Ultimamente lottiamo ogni giorno con la piaga della mancanza dell’acqua, in una città dove ieri la temperatura è arrivata a 50 gradi. Da un mese e mezzo ad Aleppo manca l’acqua corrente, e si assiste a scene strazianti come l’anziana di 90 anni che ogni mattina viene a rifornirsi al nostro pozzo con un grande secchio. In questo periodo quando al mattino aprivo gli occhi nella mia mente c’era una sola parola: “acqua”.
I cristiani di Aleppo subiscono anche violenze e minacce?
Nelle aree sotto la protezione dell’esercito di Assad esiste piena libertà di culto. Viviamo però nella paura terribile delle bombe che arrivano anche per strada e sopra agli edifici civili. E’ la principale minaccia alla nostra presenza, anche perché i siriani preferirebbero buttarsi a mare piuttosto che continuare a vivere così. Le bombe sono “regali di morte” che arrivano dal cielo e che distruggono tutto, lanciati intenzionalmente contro le zone abitate per terrorizzare la gente e farla evacuare.
Le è capitato anche di assistere a segni di speranza?
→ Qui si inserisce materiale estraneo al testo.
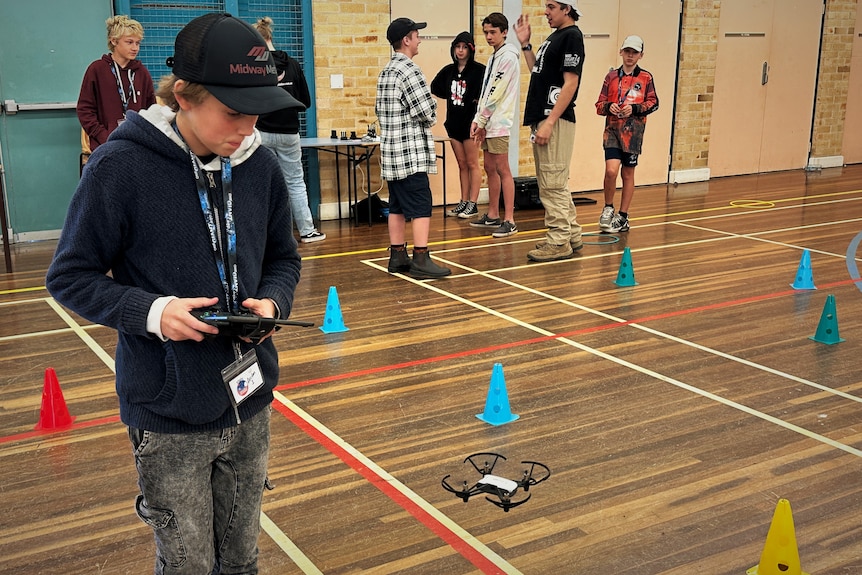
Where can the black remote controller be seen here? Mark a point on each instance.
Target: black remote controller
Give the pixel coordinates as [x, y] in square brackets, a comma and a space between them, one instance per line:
[244, 324]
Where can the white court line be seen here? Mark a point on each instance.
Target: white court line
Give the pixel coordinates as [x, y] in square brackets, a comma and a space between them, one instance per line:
[391, 481]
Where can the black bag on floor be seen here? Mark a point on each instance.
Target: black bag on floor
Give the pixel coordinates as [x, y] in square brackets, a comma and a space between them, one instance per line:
[527, 193]
[379, 210]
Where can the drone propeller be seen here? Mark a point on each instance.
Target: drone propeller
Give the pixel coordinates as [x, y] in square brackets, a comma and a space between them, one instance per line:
[486, 467]
[528, 480]
[462, 493]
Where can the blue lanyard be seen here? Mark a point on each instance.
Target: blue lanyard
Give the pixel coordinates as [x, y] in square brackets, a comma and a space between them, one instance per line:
[230, 282]
[116, 72]
[487, 79]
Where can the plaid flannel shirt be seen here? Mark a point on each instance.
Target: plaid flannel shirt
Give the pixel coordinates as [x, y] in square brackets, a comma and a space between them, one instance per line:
[406, 111]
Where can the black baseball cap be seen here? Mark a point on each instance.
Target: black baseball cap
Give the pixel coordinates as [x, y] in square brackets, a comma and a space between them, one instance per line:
[231, 60]
[400, 27]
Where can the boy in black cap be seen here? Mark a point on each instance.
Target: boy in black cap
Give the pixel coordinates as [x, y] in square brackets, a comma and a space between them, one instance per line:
[406, 111]
[180, 210]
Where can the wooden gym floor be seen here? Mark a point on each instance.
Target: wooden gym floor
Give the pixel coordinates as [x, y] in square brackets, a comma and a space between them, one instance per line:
[673, 414]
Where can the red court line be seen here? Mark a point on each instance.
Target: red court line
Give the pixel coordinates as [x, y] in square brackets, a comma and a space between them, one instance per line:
[457, 543]
[59, 430]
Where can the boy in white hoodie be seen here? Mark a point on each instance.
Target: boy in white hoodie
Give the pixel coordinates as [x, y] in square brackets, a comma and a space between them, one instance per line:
[493, 124]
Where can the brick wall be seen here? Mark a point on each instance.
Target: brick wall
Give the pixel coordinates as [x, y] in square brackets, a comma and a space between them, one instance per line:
[350, 40]
[694, 90]
[831, 100]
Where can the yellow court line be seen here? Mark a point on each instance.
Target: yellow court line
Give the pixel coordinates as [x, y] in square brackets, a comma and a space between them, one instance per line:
[82, 333]
[289, 547]
[21, 290]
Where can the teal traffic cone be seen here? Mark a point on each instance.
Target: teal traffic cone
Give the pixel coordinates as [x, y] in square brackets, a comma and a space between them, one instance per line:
[626, 275]
[497, 410]
[827, 329]
[804, 274]
[333, 321]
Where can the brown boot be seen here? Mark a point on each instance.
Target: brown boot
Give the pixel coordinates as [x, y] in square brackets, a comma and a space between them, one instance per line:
[423, 268]
[550, 252]
[399, 260]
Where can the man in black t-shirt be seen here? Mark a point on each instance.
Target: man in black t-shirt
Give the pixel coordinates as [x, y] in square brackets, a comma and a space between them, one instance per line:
[550, 113]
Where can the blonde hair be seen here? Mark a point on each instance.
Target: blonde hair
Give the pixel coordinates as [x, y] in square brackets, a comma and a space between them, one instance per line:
[119, 26]
[264, 26]
[167, 90]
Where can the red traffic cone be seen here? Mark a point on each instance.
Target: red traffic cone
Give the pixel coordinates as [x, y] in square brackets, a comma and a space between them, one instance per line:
[54, 413]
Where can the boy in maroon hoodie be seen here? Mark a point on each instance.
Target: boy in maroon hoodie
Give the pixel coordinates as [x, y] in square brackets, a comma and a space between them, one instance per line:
[115, 83]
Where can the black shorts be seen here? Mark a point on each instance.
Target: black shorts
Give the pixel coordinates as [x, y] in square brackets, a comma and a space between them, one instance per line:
[628, 160]
[410, 197]
[458, 133]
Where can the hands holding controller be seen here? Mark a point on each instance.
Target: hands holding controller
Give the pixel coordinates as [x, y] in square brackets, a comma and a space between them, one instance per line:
[196, 318]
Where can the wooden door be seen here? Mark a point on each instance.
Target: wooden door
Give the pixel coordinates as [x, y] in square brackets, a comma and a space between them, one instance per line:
[764, 85]
[793, 55]
[852, 148]
[605, 24]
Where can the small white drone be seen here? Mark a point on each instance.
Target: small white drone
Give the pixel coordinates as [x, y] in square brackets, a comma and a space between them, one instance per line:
[500, 487]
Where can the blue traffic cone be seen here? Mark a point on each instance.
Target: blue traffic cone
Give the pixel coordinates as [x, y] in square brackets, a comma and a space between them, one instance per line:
[626, 275]
[827, 329]
[497, 410]
[804, 274]
[333, 322]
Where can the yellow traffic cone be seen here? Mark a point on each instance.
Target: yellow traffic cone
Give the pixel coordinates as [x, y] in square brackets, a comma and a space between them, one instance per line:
[780, 555]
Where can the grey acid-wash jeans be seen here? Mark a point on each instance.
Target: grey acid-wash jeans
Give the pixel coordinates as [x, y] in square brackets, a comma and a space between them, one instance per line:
[201, 493]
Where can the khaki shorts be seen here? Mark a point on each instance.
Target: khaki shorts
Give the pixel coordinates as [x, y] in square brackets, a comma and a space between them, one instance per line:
[499, 145]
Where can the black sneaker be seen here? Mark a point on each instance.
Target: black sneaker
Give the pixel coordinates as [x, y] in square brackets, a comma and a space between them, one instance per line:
[486, 222]
[470, 211]
[314, 236]
[399, 260]
[457, 209]
[423, 267]
[505, 230]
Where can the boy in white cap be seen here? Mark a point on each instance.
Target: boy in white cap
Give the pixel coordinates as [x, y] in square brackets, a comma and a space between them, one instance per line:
[627, 97]
[550, 112]
[180, 210]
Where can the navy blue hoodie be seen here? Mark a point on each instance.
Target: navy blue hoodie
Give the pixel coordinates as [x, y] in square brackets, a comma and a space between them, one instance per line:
[135, 232]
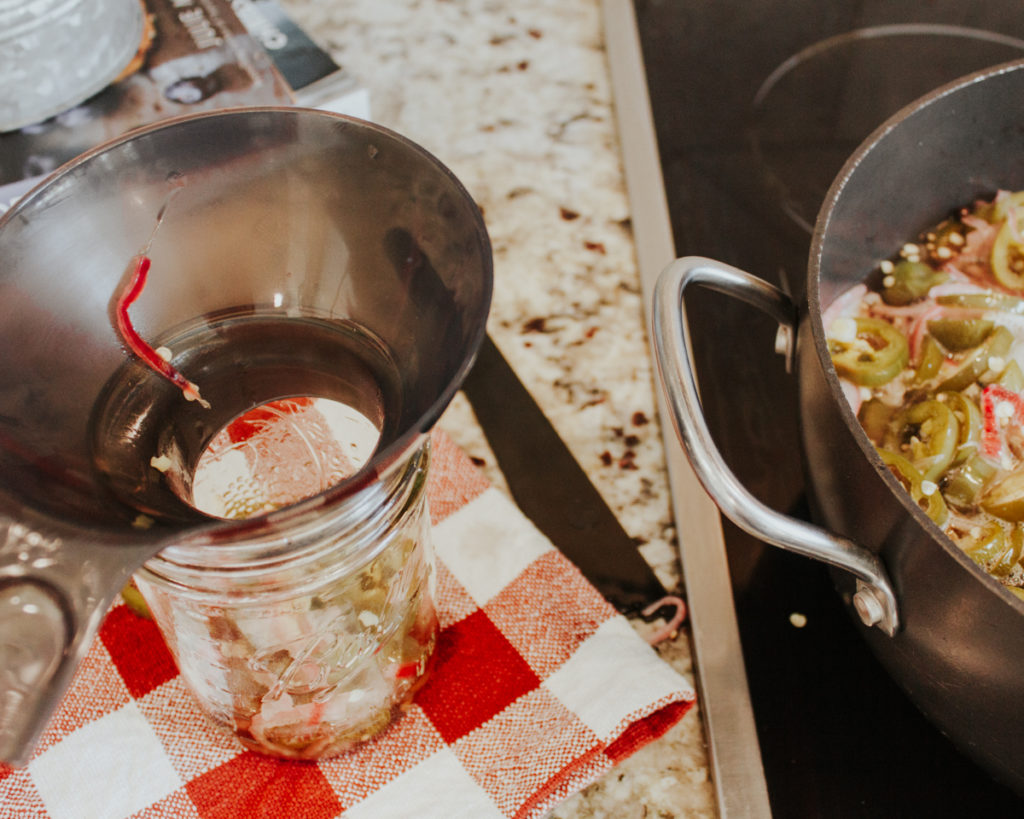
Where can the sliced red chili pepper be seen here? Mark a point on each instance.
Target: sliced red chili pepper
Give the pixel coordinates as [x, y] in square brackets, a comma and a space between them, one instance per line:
[125, 298]
[407, 670]
[991, 396]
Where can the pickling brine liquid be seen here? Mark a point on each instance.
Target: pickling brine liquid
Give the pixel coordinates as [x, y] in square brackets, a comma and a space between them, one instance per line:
[303, 640]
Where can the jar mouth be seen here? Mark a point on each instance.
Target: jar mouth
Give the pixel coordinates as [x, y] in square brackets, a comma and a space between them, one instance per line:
[349, 520]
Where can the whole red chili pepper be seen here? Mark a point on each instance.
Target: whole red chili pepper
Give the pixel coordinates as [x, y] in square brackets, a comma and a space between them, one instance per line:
[131, 290]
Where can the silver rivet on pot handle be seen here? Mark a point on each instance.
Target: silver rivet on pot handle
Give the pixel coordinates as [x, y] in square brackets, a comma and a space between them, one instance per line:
[878, 605]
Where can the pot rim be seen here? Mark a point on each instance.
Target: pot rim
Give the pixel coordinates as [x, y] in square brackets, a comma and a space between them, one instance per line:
[814, 312]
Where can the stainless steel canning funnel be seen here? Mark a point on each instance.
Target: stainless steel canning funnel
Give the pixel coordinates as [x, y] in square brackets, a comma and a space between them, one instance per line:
[279, 213]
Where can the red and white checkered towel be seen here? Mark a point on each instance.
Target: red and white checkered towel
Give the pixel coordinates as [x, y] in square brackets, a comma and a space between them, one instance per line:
[539, 688]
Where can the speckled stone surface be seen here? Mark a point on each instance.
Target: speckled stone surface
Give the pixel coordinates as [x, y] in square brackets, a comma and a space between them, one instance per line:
[515, 99]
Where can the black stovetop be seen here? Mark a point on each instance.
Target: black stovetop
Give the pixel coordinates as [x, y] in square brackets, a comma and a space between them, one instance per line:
[757, 104]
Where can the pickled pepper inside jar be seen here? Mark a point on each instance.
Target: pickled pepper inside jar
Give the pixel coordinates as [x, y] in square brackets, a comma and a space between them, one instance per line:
[303, 641]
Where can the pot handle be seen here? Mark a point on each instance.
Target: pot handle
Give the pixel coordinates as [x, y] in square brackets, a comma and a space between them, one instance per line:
[875, 600]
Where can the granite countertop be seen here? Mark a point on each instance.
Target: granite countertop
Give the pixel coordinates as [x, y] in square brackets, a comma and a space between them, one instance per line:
[516, 100]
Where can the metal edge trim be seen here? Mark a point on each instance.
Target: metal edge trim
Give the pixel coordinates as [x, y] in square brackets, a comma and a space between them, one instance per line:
[734, 752]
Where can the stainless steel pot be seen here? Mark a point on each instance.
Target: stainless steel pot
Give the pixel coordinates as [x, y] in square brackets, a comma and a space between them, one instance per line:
[950, 635]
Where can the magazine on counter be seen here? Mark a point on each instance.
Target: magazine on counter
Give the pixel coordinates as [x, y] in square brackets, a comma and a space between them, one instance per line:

Quest’inverno ad Aleppo c’era molto freddo e mancava l’elettricità. Siccome è una città quasi desertica infatti c’è una forte escursione termica. Un giorno mi arriva un giovane e mi dice: “Padre, forse lei ha un angolo nella chiesa dove posso studiare al riparo dal freddo”. Per me le parole di quel giovane sono state come un’illuminazione divina. Subito mi sono deciso a fare qualcosa per lui e per le altre centinaia di studenti che stavano preparando gli esami universitari. Abbiamo attrezzato una sala parrocchiale con i banchi e le sedie e messo una stufa a gasolio. Con sorpresa, il giorno dopo sono arrivati fino a 100 ragazzi per studiare.
L’Isis ha distrutto il monastero di Mar Elian. E’ un segno di quello che accadrà ai cristiani se i fondamentalisti si diffonderanno?
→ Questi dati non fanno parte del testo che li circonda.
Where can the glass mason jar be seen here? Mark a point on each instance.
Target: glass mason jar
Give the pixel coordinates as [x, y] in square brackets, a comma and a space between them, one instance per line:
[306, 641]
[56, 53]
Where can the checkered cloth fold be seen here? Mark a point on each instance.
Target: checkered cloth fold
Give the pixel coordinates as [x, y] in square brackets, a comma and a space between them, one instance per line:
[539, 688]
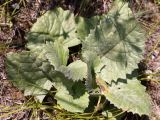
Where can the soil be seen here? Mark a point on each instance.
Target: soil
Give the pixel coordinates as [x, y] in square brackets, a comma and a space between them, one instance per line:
[24, 15]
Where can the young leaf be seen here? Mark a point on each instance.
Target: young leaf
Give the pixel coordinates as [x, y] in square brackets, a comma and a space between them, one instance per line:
[56, 53]
[29, 74]
[94, 65]
[76, 70]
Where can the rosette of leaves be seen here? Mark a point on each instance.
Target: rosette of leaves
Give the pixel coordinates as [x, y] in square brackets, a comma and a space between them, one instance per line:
[112, 45]
[118, 44]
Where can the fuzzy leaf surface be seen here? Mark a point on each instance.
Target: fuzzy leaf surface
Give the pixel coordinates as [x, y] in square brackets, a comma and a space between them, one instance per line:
[29, 74]
[76, 70]
[119, 41]
[53, 25]
[70, 95]
[56, 53]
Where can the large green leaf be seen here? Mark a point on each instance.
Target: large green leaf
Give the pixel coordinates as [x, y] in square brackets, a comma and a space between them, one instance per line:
[53, 25]
[29, 73]
[57, 54]
[70, 95]
[129, 95]
[119, 41]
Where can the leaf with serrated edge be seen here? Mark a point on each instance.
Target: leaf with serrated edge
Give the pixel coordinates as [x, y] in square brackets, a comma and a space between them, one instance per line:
[56, 53]
[94, 65]
[54, 24]
[29, 74]
[119, 41]
[70, 95]
[129, 95]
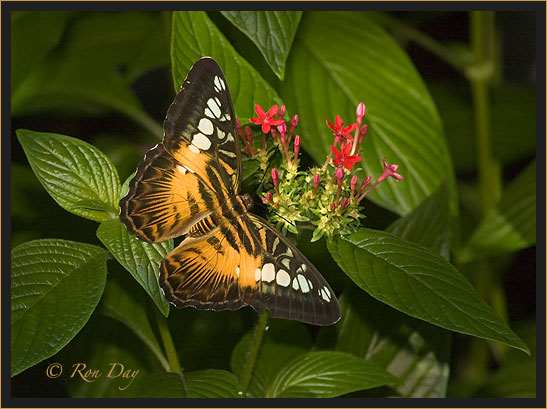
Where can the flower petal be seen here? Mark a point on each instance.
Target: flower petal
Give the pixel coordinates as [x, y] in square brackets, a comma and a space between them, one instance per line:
[272, 111]
[260, 111]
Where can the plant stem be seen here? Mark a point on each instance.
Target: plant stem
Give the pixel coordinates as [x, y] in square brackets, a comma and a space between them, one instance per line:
[480, 74]
[168, 344]
[253, 353]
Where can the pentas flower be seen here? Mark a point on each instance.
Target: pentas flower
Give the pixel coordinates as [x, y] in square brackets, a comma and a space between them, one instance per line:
[328, 198]
[340, 131]
[344, 159]
[266, 119]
Lo abbiamo visto nella distruzione di tantissime chiese, luoghi di culto anche musulmani e centri artistici. Parliamo di Maaloula ma anche di Palmira, di una cultura antica 5mila anni che purtroppo il fondamentalismo non risparmia. Distruggendo questi luoghi simbolo i terroristi intendono mandarci un messaggio: “Dovunque arriveremo, faremo tornare il mondo allo stato primitivo”. E’ questo il pericolo che corriamo, un pericolo che ogni giorno diventa sempre più imminente. I gruppi jihadisti ad Aleppo sono molto vicini a dove ci troviamo. La nostra paura è che entrino dove siamo noi, perché in quel caso ucciderebbero o rapirebbero centinaia di persone.
Tutto era iniziato con un anelito di libertà e si è arrivati alla violenza. Secondo lei perché?
Tanti sacerdoti sono stati i primi a dire che in Siria c’era bisogno di un vero rinnovamento. La Chiesa però ha sempre insistito sulla necessità di un cambiamento pacifico. Purtroppo queste parole non sono state accettate perché qualcuno voleva fare piazza pulita. Il vero motivo dietro alla Primavera araba era la volontà di distruggere un Paese. L’arrivo di tanti stranieri a combattere animati da un pensiero fondamentalista ha reso impossibile qualsiasi riconciliazione e cambiamento pacifico.